The grain markets have seen some big losses over the last couple of weeks but did start to recover a bit late last week. The March WASDE report comes out today, March 8th and the thing to watch out for will be what the USDA figures for South American corn and soybean production and how that will impact the world balance sheets. Quarterly stocks as well as the prospective planting reports will come out at the end of the month, so that is something to keep in mind when making marketing decisions.
Rumors circulating about export business helped boost the markets last week. At the time I’m writing this, export sales have not yet been announced, so it still is just a rumor. Brazil exported 2.276 million metric tons of corn in February, which was almost three times the amount of a year ago. However, their February exports declined 63 percent from January’s total, which is leading some analysts to believe that the U.S. could see more export business soon as Brazil’s supplies wane as well as the seasonal trend of their exports dropping off.
The Argentina corn condition rating is now at 6 percent. There is moisture in the forecast for Argentina, but after the next week or so, it won’t have much of an impact on yields.
Wheat has seen the biggest losses in the grain world lately. Early last week, May Chicago wheat traded to its lowest price since September 2021. However, there hasn’t been much good news about crop conditions and other factors across the world. A heatwave in India is raising concern about their crop prospects, there’s still concern about whether or not Russia will extend the grain corridor agreement, and crop condition ratings throughout the United States are nothing to write home about.
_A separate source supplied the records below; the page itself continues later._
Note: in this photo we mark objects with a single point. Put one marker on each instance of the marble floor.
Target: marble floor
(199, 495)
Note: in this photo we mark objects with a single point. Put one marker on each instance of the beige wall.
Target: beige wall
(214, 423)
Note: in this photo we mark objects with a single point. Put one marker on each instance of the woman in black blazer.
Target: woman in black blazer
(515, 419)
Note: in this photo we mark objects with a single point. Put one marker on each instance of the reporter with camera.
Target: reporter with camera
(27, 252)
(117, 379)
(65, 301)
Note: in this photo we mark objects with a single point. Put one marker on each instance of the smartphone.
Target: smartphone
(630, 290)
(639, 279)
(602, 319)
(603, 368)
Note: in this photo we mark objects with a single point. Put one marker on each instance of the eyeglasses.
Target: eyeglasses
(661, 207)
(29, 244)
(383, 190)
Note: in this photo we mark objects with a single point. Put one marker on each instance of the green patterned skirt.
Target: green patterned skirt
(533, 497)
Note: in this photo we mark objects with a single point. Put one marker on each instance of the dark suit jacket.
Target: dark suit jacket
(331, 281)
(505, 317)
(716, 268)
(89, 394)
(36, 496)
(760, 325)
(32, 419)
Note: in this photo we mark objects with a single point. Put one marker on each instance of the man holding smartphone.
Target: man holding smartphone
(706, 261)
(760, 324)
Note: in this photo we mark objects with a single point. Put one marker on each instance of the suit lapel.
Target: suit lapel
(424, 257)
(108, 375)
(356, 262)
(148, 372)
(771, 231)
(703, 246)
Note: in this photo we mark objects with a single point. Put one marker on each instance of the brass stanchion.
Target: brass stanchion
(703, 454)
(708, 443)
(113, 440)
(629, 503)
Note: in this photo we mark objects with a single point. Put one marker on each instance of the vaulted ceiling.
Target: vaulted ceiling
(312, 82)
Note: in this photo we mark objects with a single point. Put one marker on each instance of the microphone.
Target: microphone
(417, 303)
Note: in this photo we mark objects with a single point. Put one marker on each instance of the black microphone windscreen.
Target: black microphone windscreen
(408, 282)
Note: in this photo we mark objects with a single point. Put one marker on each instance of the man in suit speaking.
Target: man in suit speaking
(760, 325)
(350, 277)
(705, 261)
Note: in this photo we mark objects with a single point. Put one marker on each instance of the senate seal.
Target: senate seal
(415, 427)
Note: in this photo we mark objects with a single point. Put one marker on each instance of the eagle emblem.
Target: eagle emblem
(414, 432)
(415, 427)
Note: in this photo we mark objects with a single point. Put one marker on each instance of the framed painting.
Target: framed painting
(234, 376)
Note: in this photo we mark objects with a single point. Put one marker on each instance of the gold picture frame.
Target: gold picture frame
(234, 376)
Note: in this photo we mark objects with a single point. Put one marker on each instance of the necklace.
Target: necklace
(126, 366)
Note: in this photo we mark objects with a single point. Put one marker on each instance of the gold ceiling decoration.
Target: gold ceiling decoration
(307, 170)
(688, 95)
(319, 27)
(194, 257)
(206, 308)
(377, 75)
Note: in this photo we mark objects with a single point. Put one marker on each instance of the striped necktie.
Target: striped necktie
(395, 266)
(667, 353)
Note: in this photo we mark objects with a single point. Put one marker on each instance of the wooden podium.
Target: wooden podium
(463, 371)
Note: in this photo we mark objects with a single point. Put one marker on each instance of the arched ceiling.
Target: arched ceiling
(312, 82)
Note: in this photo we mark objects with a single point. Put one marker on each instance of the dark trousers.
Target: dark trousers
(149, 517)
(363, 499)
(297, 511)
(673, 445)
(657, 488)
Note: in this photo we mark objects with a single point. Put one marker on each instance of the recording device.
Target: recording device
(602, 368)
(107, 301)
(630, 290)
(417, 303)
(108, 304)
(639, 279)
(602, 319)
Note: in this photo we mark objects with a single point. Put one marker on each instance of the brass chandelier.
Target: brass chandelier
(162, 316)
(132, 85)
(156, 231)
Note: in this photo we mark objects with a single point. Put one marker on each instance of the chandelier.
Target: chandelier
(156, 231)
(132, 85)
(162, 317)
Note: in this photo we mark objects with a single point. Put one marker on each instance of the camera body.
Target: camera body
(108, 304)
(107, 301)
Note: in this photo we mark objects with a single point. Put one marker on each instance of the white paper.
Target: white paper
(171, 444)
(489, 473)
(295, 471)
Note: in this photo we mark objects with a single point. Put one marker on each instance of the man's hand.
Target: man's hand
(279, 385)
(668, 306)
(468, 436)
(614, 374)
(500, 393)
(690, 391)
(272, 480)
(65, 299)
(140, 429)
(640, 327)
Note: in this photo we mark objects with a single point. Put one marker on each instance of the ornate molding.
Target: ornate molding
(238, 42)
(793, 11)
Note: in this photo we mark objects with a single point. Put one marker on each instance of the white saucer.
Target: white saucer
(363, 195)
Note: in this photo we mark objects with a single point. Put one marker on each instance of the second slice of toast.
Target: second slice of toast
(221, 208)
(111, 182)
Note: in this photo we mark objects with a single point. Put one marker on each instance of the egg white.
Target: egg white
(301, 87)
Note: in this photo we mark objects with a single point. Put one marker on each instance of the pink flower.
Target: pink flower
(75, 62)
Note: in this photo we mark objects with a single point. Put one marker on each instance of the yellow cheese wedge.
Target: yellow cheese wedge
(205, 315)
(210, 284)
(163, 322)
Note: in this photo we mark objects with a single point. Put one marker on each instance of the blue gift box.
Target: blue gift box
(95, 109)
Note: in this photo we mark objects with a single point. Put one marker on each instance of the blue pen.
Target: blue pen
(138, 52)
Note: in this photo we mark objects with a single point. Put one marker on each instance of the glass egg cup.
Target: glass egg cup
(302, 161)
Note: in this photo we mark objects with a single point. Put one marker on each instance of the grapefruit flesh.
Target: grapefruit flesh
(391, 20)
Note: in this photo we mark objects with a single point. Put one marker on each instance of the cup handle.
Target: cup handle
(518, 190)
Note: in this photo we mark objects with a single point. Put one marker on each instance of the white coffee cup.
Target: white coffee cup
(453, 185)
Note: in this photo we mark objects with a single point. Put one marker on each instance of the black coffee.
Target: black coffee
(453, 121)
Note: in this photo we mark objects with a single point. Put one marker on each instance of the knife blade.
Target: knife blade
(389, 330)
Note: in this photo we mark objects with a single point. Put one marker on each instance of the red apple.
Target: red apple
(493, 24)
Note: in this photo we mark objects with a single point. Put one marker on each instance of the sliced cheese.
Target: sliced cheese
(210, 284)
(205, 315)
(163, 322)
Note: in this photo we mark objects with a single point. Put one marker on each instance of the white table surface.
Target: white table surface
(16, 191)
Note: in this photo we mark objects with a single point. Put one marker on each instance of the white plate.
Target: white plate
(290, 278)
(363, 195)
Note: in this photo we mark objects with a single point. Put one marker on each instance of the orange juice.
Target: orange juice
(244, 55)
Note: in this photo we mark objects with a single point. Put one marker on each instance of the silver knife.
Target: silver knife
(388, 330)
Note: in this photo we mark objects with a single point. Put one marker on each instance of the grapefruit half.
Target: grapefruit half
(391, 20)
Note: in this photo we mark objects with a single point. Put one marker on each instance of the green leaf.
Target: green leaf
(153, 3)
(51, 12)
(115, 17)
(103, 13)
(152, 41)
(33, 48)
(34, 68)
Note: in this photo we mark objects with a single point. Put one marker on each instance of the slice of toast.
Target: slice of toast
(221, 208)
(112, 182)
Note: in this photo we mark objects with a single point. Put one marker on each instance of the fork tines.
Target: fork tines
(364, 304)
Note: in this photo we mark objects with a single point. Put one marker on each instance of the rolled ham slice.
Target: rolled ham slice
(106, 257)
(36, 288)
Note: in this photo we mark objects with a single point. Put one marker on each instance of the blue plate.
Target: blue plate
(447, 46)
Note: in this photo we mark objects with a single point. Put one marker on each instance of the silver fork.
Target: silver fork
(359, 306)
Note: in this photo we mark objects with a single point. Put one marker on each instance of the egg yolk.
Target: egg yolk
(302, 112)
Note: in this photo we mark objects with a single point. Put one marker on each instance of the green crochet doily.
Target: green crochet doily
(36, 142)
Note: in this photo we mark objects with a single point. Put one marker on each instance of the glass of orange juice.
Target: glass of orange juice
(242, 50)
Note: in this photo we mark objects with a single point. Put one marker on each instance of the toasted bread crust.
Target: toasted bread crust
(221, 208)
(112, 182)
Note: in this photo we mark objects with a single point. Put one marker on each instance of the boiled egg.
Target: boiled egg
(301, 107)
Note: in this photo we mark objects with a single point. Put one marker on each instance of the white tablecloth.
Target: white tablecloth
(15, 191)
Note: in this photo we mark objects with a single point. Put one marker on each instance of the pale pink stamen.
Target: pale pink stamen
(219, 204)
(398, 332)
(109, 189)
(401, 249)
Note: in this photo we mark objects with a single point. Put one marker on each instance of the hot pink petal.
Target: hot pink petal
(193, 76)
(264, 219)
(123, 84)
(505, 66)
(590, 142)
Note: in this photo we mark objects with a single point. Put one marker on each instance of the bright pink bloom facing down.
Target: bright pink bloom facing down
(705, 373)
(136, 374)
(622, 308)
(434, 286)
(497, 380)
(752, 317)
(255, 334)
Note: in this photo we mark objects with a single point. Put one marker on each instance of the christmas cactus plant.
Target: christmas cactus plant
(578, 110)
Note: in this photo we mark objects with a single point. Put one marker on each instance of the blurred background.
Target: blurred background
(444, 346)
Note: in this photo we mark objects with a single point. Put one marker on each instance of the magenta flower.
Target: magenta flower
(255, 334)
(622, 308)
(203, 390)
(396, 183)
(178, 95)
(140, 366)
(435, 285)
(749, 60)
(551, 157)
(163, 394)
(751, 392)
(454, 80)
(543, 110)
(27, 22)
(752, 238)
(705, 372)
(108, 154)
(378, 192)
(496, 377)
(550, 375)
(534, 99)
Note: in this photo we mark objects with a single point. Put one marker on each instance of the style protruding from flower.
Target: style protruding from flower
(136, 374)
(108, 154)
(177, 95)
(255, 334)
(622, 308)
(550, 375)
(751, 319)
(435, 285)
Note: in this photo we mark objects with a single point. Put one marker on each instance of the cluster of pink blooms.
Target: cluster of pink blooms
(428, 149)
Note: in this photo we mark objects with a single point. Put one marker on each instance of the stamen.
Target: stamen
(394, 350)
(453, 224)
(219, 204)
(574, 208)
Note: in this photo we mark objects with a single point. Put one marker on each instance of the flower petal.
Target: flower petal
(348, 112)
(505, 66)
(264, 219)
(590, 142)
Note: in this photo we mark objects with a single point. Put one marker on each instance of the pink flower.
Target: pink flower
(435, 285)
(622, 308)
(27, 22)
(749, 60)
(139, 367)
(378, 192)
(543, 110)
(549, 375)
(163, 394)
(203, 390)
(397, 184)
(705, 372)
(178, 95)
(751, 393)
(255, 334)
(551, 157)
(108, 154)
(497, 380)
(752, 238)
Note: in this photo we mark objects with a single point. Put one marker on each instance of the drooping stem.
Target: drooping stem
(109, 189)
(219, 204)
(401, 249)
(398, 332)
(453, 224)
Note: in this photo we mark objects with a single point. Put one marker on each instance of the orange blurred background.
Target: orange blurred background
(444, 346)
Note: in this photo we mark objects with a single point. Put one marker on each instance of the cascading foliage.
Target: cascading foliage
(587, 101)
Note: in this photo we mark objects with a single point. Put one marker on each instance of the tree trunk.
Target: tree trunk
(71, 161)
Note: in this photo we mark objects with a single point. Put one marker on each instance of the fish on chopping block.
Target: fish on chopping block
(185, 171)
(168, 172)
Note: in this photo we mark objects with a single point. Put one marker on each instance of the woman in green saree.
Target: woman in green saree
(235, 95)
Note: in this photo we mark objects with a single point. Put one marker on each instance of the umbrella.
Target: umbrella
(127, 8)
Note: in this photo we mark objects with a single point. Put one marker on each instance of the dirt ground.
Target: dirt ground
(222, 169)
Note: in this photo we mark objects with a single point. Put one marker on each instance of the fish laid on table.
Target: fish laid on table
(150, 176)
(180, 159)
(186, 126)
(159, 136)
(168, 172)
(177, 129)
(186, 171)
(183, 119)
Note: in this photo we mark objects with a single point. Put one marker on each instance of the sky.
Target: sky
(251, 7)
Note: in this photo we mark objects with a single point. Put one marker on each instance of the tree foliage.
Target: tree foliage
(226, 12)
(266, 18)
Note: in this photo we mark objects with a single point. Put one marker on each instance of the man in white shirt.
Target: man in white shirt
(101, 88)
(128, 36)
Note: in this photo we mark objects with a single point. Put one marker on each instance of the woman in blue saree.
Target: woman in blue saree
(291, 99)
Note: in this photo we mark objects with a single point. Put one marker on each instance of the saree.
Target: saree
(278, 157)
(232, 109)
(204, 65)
Some interesting news in the wheat industry: Brazilian biosecurity agency CTNbio has approved cultivation of drought-resistant genetically modified wheat in the country. This makes Brazil the second country, after Argentina, to approve GMO wheat. In November 2021, Brazil became the first country to allow imports of flour made with GMO wheat. Genetically modified soybeans and corn have been accepted in the global market for a while now, but they are primarily fed to livestock rather than humans.
Like with corn, all eyes are on South American weather. The Buenos Aires Grain Exchange is planning to lower their estimate of Argentina’s soybean crop again, which currently stands at 33.5 million metric tons. On the other hand, there is concern about crop losses in Brazil if the wet pattern continues through the remainder of harvest.
The Ten Year Treasury snore yield jumped back above 4 percent, the highest since November. The cost of sending a freight container from China to Los Angeles is $1,238 compared to $15,600 at this time last year according to the Freightos Baltic Index.